Entretanto, o procedimento é complicado – para dizer o mínimo –, porque nada indica que os quatro textos que ele juntou fossem partes de um mesmo poema (a suposição nasceu do fato de virem a lápis) e porque, a formarem um poema, a ordem em que vinham no Caderno não era a mesma em que os dispôs Castro Osório. Na edição que fiz para a Relógio d’Água, achei que mais prudente oferecer aos leitores e editores futuros o que encontrei nos autógrafos do caderno de Macau.

Se contarmos “Roteiro da Vida” como um só poema em três partes, temos um total de 51 poemas (incluindo dois sonetos de intuito paródico, intitulados “A miragem” e “Transfiguração”). Se não aceitarmos que esses fragmentos possam ser considerados partes de um único poema, mas sim fragmentos ainda em composição, pois não foram passados a limpo, como era costume do poeta, o número cai para 50.

Mas afinal isso foi tudo que Pessanha escreveu, até o final da vida? Não, não foi. Há alguma coisa mais.

Em primeiro lugar, temos dois poemas de que restaram fragmentos na memória de terceiros: do próprio Castro Osório e de Carlos Amaro. Uma ode que começa por “ó Terra doce e boa” e um soneto cujo primeiro verso era “Um fio a desdobar, que não termina”.

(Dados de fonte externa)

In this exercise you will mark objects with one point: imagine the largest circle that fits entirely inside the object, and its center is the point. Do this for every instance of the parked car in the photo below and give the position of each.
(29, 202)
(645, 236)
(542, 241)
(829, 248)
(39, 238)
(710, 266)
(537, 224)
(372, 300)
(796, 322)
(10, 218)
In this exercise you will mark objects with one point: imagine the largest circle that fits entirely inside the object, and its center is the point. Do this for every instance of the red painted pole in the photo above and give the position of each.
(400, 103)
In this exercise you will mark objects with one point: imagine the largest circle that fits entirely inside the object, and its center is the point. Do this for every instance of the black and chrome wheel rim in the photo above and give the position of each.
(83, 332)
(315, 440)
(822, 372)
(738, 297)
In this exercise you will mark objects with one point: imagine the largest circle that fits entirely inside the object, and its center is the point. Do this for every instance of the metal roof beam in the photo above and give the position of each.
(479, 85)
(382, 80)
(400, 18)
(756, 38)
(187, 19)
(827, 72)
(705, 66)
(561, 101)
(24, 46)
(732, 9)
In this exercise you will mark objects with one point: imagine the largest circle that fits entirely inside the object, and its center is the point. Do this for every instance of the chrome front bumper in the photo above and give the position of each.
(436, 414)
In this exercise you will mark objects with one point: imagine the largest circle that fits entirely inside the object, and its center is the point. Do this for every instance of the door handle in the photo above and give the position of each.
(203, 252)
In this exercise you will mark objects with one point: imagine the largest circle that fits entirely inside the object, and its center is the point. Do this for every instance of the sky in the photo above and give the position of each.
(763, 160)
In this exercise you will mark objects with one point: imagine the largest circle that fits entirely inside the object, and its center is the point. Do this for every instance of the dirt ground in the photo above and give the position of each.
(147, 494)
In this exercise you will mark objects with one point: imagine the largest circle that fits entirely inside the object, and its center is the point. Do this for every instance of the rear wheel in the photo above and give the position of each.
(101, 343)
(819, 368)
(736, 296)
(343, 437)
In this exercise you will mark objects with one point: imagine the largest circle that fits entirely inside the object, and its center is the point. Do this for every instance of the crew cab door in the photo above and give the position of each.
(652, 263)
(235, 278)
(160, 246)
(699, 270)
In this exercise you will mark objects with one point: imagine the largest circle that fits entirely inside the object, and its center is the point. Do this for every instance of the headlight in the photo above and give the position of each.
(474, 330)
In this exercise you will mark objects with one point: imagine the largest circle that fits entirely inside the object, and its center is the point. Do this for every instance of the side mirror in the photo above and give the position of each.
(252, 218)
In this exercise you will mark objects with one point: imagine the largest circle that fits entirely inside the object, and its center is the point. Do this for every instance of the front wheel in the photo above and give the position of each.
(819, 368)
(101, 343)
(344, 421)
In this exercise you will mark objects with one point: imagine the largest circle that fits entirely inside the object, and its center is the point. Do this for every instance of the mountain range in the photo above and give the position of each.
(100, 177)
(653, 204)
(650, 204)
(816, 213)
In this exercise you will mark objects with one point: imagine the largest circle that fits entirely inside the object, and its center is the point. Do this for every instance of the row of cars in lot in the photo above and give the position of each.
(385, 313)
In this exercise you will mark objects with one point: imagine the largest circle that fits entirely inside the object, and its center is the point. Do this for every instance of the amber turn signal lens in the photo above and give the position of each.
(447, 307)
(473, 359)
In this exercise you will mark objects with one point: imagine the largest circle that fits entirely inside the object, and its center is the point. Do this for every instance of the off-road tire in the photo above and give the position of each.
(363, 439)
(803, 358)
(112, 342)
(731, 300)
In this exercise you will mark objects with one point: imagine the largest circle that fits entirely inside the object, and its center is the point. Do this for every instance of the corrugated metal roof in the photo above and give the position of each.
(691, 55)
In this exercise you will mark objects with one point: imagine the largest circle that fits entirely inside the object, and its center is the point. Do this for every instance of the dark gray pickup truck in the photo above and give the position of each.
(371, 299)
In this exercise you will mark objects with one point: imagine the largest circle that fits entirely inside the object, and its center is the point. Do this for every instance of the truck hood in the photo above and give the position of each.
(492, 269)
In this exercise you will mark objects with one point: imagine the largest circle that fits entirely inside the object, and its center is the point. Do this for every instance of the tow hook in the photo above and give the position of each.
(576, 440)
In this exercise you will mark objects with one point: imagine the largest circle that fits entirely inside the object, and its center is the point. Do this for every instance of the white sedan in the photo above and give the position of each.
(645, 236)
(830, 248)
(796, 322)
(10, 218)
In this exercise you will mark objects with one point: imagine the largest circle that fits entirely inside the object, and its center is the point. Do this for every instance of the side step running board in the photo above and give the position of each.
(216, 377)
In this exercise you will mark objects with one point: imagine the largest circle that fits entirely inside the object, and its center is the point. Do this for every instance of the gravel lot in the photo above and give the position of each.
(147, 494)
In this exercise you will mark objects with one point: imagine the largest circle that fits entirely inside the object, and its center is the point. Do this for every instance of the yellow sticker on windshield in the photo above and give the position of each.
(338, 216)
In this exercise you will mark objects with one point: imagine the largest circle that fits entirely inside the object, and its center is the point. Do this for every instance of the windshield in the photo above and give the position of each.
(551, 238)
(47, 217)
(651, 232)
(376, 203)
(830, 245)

Depois, temos um que começava por “Voa o comboio, correria doida”. Num postal que Alberto Osório de Castro enviou a Pessanha em 3 de abril de 1908, ele informa estar de posse do manuscrito. Mas depois não há mais notícia. São já três perdidos.

Numa carta que Pessanha enviou a Henrique Trindade Coelho em 9 de setembro de 1916, com os dois sonetos satíricos que conhecemos, ele diz: “Ainda fiz outros menos complicados – até com um travo agreste a século XV (talvez se chamem ‘Santa Comba’, ou  ‘Santa Ovaia’, porque ‘Santa Comba’ soa a chegada de comboio à estação”. A carta é importante não só por mencionar dois (ou mais) sonetos perdidos, mas também porque mais outra vez mostra como é pouco sustentável a lenda de que o poeta nada mais escrevera desde os primeiros anos de Macau, consumido por uma suposta abulia. Pois ele não só escrevia e revia, mas ainda fazia sátiras... Bom, mas agora já somamos no mínimo 5 (supondo que “outros” indique apenas mais dois).

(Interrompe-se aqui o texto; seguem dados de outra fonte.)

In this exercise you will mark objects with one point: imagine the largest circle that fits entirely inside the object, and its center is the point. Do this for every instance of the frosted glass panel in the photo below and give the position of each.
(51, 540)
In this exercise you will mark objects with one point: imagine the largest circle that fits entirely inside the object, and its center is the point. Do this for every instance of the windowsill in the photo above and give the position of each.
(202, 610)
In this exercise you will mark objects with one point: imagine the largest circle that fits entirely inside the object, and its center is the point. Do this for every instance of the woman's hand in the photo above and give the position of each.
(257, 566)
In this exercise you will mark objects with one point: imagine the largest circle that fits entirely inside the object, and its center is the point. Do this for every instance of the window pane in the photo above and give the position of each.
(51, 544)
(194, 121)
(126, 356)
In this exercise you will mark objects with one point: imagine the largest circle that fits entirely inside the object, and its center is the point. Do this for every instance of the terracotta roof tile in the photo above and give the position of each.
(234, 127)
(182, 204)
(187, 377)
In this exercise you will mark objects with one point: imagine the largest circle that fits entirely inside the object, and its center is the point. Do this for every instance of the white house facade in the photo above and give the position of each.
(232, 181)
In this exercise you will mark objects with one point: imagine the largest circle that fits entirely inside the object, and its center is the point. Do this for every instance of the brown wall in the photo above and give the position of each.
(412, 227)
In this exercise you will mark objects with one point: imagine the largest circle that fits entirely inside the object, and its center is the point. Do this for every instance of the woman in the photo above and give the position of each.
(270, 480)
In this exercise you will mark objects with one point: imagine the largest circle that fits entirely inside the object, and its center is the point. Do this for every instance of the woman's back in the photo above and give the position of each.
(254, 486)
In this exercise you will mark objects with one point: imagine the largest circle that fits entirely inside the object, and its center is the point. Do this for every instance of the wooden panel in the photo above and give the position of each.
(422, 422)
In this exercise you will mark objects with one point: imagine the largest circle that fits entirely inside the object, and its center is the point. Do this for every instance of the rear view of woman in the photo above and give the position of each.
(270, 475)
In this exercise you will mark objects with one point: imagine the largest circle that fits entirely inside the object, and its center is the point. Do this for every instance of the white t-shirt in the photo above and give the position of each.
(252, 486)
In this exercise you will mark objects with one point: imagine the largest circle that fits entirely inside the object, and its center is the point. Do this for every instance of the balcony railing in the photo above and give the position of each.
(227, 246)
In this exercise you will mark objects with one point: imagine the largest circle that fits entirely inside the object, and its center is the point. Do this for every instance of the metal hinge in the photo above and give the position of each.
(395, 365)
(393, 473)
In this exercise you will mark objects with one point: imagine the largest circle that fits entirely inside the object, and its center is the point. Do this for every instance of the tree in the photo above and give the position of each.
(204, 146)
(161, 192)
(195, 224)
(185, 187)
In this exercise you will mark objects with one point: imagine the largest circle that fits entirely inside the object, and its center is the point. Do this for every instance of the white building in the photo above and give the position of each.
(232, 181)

Na carta que Pessoa escreve a Pessanha, pedindo colaboração para o número 3 de “Orpheu”, ele menciona dois sonetos sob o título “O Estilita”. Nunca se encontraram. Pessoa menciona ainda “Regresso ao lar”, que eu mesmo acreditei ser o soneto “Quem rasgou...”, mas que, como se verá, talvez não fosse, e sim outro. Sem constar, por enquanto, “Regresso ao lar” como perdido, temos agora já 6.

Um texto não assinado, publicado no “Diário de Lisboa” em 3 de março de 1926, por ocasião da morte do poeta, menciona como suas obras-primas, “Tatuagens”, “Volta ao lar”, e “Coimbra”.  Deste último nunca houve outra notícia. São já 7, portanto, os poemas perdidos.

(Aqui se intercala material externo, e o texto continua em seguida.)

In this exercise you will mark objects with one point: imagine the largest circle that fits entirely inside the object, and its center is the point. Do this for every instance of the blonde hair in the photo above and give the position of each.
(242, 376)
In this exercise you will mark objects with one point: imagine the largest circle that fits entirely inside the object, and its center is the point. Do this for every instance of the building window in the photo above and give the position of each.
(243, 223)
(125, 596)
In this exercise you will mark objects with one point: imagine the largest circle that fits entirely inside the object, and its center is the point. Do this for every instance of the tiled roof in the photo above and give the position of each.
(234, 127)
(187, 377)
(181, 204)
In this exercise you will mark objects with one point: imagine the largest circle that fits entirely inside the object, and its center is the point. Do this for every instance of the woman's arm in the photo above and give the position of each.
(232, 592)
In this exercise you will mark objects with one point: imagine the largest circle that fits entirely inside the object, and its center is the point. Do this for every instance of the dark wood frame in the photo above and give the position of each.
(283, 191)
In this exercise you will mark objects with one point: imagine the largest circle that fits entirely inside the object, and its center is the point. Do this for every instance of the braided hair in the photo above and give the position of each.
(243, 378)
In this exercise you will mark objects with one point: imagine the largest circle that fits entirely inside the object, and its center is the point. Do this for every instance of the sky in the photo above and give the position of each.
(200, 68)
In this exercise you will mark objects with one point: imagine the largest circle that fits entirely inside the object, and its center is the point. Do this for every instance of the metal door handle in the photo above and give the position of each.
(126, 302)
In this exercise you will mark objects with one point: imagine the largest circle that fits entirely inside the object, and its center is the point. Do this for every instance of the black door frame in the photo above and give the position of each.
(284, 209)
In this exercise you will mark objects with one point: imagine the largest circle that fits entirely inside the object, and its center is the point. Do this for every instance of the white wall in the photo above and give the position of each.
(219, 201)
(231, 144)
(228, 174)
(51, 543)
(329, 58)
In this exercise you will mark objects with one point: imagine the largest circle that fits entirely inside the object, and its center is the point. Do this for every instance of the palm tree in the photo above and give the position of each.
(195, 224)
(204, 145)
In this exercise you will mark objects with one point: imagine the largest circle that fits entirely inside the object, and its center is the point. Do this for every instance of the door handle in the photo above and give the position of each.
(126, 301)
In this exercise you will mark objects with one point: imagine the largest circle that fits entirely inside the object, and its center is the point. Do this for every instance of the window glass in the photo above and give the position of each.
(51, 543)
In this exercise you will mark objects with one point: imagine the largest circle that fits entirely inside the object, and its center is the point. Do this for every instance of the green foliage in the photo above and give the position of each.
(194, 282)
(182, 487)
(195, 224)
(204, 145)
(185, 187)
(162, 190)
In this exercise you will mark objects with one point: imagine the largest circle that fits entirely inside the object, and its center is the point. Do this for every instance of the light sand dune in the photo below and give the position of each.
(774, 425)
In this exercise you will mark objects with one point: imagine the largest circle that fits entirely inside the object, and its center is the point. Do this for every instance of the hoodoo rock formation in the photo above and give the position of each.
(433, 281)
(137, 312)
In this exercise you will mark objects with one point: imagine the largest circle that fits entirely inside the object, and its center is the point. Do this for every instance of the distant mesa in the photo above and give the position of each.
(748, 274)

João de Castro Osório, por fim, diz que Pessanha mencionara a existência de dois outros poemas de que não temos notícia: um segundo sobre o fonógrafo, e uma segunda parte do poema que começa “Voz débil que passas”. A conta agora já está em 9, no mínimo.

Isso era o que eu sabia até 1995. No entanto, quando a lista dos poemas a recolher para a “Clepsydra” descolou-se da contracapa onde vinha presa, revelou-se que, na frente do primeiro verso de alguns desses poemas vinha um sinal de +, indicando que ali se tratava de um díptico. E de fato, havia, nos autógrafos díptico bem marcados com indicação de sequência dos sonetos que começavam “Passou o outono já...”, “Desce em folhedos tenros...”, “Singra o navio...”. O problema é que também havia sinal de + na frente dos seguintes primeiros versos: “Quem poluiu, quem rasgou os meus lençóis de linho” e “Se andava no jardim”. Ora, o segundo de cada um desses nunca foi enviado por Pessanha, nem encontrado por ninguém. O segundo de “Quem poluiu...” talvez seja o “Regresso ao lar”, ou talvez não. Mas trata-se, sem dúvida, de mais um poema perdido, que com a sequência de “Se andava...” soma, com os anteriores, 11.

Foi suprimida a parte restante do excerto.